In September 2014, Rupert Wingfield-Hayes, reporting for the BBC, visited Sierra Madre which remained blockaded by the Chinese coastguard. At this time supplies for the garrison of 11 Filipino marines were dropped by air. The ship was described as in a poor condition: "The ship's sides are peppered with massive holes. Waves slosh through them right into the ship's hold."

In July 2015, Philippine Navy spokesman Colonel Edgardo Arevalo said that they were doing maintenance repair on the ship to ensure its minimum habitability.

In November 2021, Chinese Coast Guard ships blocked two civilian boats resupplying the vessel.

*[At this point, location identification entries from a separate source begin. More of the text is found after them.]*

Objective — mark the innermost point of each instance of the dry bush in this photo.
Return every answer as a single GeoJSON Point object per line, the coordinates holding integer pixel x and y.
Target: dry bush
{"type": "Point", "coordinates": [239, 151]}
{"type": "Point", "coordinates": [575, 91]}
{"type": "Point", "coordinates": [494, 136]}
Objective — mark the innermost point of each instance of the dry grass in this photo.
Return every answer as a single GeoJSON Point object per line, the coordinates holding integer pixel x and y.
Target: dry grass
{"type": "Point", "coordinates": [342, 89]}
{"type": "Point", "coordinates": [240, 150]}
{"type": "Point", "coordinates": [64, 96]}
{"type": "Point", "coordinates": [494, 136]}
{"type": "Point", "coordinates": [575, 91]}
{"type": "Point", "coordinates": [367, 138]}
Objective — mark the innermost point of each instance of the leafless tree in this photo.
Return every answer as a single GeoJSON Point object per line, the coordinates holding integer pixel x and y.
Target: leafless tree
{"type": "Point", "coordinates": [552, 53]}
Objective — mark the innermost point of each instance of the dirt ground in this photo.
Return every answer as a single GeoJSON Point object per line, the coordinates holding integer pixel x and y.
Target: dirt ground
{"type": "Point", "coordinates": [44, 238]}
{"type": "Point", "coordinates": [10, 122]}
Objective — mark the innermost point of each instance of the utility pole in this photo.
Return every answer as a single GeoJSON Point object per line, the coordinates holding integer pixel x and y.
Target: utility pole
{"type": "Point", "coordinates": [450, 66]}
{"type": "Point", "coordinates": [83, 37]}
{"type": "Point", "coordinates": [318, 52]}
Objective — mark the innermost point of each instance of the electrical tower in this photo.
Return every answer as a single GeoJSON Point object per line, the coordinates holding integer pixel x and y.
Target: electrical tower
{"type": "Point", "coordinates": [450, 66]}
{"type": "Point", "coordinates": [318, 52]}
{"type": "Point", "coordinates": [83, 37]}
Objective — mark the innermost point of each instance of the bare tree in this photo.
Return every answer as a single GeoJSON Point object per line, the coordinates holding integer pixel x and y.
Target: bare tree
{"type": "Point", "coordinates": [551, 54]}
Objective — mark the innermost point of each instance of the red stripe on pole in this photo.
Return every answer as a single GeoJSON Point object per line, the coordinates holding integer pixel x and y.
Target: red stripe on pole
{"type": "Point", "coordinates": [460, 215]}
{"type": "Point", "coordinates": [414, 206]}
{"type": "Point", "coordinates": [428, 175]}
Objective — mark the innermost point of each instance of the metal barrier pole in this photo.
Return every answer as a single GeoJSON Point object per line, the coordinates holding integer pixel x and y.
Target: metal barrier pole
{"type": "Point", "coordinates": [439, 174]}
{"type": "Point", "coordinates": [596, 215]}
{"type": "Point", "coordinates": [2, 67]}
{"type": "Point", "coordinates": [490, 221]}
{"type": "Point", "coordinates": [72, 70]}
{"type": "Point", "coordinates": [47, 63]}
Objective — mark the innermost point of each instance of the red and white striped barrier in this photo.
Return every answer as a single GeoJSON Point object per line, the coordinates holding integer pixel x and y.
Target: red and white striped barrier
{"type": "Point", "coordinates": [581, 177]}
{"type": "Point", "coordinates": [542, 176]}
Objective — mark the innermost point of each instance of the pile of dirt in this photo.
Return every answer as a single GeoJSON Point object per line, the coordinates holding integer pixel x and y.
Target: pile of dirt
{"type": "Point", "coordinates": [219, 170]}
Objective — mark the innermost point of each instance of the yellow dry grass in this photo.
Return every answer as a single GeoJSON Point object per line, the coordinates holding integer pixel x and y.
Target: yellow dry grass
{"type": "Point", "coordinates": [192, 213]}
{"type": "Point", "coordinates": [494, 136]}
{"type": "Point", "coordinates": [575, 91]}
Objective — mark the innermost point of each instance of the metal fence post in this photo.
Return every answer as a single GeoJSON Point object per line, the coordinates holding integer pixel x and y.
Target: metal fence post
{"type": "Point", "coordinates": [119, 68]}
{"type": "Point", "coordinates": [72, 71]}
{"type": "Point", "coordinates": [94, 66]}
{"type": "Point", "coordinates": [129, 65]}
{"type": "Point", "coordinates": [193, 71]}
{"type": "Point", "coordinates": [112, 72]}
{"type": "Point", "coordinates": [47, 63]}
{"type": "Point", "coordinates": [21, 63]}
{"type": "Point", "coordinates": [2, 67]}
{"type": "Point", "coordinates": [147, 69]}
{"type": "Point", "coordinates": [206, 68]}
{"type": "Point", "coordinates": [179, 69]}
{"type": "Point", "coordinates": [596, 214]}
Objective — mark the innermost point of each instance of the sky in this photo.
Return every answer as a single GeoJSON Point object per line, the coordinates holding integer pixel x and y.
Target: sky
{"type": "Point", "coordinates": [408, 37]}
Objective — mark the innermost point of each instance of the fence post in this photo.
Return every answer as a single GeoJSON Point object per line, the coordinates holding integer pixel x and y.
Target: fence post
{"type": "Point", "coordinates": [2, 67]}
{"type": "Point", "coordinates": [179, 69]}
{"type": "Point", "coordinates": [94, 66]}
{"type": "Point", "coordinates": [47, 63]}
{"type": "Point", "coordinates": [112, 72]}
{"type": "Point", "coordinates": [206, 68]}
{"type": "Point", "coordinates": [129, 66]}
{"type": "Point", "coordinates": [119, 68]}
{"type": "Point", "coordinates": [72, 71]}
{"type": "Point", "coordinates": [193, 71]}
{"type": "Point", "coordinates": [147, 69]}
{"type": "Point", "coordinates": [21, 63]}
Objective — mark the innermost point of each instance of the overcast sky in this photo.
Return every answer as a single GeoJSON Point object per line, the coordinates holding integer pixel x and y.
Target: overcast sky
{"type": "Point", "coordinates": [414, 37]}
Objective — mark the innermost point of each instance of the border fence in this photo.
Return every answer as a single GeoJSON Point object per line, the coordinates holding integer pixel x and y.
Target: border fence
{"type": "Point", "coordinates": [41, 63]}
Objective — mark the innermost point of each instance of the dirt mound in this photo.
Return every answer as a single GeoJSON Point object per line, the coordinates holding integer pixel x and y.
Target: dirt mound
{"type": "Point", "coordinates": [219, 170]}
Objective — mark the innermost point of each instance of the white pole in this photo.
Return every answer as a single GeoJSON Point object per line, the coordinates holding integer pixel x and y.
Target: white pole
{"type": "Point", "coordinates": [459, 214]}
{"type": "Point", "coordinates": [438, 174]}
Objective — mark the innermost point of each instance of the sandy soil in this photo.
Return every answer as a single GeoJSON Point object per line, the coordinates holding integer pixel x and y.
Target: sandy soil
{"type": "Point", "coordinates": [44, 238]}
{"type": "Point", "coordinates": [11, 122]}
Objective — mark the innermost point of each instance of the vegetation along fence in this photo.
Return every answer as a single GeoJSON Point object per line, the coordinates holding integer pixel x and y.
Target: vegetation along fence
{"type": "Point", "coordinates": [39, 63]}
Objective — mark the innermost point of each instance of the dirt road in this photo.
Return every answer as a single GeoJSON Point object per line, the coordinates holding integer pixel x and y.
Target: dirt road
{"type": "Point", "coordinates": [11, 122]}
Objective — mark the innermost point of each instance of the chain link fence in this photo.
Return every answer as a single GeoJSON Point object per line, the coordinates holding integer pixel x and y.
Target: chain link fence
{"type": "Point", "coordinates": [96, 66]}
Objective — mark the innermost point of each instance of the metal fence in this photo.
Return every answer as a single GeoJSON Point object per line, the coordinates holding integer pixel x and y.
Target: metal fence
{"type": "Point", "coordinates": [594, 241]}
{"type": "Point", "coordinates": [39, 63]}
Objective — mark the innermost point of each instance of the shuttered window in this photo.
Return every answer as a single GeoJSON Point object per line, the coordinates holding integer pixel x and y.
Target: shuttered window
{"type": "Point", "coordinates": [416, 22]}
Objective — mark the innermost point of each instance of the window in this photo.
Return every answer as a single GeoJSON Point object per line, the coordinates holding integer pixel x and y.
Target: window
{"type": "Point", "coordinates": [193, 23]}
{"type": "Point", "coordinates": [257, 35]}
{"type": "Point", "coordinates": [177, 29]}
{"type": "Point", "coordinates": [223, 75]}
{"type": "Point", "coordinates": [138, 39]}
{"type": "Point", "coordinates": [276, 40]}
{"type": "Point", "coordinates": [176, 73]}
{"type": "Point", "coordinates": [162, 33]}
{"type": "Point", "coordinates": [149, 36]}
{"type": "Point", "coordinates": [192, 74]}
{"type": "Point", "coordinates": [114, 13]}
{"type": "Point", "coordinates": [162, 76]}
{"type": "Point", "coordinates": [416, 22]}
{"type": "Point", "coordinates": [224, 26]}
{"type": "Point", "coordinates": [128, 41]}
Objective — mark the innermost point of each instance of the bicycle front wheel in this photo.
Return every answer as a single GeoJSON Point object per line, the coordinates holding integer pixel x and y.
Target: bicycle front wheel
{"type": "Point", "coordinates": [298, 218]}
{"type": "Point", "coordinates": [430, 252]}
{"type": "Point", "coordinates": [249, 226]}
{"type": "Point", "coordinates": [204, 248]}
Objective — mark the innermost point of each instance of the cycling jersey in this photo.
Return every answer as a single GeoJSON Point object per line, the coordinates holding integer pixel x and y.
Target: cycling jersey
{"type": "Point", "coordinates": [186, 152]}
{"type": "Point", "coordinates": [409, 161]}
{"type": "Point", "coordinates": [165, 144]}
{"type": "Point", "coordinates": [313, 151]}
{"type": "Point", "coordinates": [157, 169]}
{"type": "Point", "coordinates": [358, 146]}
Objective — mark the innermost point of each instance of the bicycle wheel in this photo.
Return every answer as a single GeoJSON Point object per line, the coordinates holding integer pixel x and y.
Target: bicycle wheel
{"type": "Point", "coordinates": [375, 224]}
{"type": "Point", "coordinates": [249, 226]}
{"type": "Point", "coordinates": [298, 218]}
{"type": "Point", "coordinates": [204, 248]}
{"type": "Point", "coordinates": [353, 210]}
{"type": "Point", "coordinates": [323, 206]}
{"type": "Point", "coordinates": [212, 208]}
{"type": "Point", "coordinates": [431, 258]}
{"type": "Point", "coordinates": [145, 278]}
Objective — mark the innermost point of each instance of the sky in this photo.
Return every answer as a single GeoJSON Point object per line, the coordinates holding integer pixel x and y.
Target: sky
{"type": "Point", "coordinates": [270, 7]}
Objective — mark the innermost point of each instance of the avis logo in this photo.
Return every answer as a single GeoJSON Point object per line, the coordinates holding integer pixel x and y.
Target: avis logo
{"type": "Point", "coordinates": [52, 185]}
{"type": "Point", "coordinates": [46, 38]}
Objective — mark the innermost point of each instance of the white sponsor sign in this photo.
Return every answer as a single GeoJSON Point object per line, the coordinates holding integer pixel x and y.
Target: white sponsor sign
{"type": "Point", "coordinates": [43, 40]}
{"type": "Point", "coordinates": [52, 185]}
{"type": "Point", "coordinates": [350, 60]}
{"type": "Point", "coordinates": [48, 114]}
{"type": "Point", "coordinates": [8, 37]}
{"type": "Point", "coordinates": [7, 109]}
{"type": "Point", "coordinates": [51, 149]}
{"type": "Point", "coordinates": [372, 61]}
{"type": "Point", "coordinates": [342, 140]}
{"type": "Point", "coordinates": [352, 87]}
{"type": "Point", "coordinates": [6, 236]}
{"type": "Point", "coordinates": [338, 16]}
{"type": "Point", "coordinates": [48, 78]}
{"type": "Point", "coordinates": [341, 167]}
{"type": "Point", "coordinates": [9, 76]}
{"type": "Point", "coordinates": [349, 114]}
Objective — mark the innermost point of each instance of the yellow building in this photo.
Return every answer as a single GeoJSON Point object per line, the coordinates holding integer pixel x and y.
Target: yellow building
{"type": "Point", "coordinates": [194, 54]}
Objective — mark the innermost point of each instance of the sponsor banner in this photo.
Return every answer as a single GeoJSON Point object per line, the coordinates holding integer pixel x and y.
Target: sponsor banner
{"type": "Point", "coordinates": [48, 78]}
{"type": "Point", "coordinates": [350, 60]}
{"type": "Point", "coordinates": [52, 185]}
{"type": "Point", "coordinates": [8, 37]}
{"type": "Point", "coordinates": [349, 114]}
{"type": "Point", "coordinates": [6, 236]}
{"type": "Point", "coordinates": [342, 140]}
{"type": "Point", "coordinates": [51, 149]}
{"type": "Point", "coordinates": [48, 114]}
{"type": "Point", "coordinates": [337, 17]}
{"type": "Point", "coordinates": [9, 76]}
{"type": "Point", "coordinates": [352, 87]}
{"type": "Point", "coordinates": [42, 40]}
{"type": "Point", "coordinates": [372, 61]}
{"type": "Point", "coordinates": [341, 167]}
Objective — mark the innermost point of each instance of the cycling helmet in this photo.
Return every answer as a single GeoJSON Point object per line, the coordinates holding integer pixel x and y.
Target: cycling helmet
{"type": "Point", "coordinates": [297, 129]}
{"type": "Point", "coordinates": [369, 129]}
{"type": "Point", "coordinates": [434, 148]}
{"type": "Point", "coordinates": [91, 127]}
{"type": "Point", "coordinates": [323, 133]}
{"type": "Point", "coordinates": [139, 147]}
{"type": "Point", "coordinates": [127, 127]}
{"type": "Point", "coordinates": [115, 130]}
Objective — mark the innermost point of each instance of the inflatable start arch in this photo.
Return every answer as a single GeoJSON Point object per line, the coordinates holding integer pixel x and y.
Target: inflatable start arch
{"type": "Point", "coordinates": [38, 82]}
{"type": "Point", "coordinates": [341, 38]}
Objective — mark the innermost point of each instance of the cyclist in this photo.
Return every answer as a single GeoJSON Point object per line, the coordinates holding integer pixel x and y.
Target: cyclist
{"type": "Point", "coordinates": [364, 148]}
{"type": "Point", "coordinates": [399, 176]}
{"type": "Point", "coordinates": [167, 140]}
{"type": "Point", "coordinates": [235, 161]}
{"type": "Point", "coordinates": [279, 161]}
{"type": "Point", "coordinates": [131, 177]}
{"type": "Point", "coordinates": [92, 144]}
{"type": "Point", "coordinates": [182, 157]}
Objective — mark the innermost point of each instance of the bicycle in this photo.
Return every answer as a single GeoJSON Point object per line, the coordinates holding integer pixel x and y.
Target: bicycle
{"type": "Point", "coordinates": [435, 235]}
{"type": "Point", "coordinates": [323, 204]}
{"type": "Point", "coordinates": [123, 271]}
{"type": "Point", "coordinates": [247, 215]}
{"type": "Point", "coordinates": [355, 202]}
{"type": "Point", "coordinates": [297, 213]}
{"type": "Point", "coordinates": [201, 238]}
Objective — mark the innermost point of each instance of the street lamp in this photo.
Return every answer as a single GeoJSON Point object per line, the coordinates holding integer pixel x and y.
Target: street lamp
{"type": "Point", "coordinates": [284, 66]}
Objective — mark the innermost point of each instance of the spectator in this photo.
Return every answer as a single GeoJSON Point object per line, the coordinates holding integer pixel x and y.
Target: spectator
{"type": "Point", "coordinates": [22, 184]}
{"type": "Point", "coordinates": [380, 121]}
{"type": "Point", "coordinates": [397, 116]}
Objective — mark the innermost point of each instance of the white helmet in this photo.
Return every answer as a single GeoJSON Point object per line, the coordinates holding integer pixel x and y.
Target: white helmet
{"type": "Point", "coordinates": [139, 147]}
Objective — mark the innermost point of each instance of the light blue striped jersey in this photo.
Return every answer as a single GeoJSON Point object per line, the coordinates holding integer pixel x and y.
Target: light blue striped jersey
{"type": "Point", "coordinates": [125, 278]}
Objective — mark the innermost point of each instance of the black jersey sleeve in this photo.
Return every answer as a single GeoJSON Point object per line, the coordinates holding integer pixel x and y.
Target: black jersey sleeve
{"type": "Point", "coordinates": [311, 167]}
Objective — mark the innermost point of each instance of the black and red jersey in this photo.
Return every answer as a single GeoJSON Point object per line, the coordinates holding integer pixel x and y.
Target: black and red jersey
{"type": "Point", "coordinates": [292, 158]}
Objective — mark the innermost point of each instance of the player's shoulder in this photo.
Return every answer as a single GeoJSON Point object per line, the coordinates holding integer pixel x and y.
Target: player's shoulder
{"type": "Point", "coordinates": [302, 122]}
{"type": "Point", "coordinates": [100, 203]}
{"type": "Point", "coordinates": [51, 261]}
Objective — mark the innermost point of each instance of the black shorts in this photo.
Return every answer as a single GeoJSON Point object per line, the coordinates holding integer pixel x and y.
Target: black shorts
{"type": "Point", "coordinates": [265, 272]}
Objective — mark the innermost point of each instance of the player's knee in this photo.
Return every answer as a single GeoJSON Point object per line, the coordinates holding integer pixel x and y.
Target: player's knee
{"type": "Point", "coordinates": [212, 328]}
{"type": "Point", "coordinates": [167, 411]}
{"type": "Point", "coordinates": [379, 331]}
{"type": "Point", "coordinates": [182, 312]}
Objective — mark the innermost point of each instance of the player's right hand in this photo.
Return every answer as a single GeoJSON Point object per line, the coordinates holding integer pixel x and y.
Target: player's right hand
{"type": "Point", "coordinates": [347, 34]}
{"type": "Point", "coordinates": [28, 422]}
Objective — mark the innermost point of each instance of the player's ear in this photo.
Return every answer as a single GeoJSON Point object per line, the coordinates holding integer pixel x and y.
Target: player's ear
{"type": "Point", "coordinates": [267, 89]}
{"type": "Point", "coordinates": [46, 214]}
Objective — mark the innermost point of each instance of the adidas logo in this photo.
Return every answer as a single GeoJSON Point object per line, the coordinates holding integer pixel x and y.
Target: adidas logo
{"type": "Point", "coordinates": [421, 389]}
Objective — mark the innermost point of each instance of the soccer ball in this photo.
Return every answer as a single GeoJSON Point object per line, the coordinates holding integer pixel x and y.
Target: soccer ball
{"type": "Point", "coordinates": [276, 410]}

On February 6, 2023, the Chinese Coast Guard used what the Philippines Navy described as a military grade laser to temporarily blind crew. On 6 August 2023, Chinese Coast Guard ships fired water cannon at a Philippine Coast Guard ship resupplying the Sierra Madre. Increased encounters with Chinese patrols has coincided with a change in foreign policy from Philippines President Bongbong Marcos who has increased cooperation with the US military. In February 2023, he announced an expansion of the Enhanced Defense Cooperation Agreement.

In October 2023, repairs and retrofitting to the BRP Sierra Madre started. The Philippine government aimed to improve the living conditions inside the ship by repairing the existing sleeping quarters, adding a modern kitchen, and access to the internet.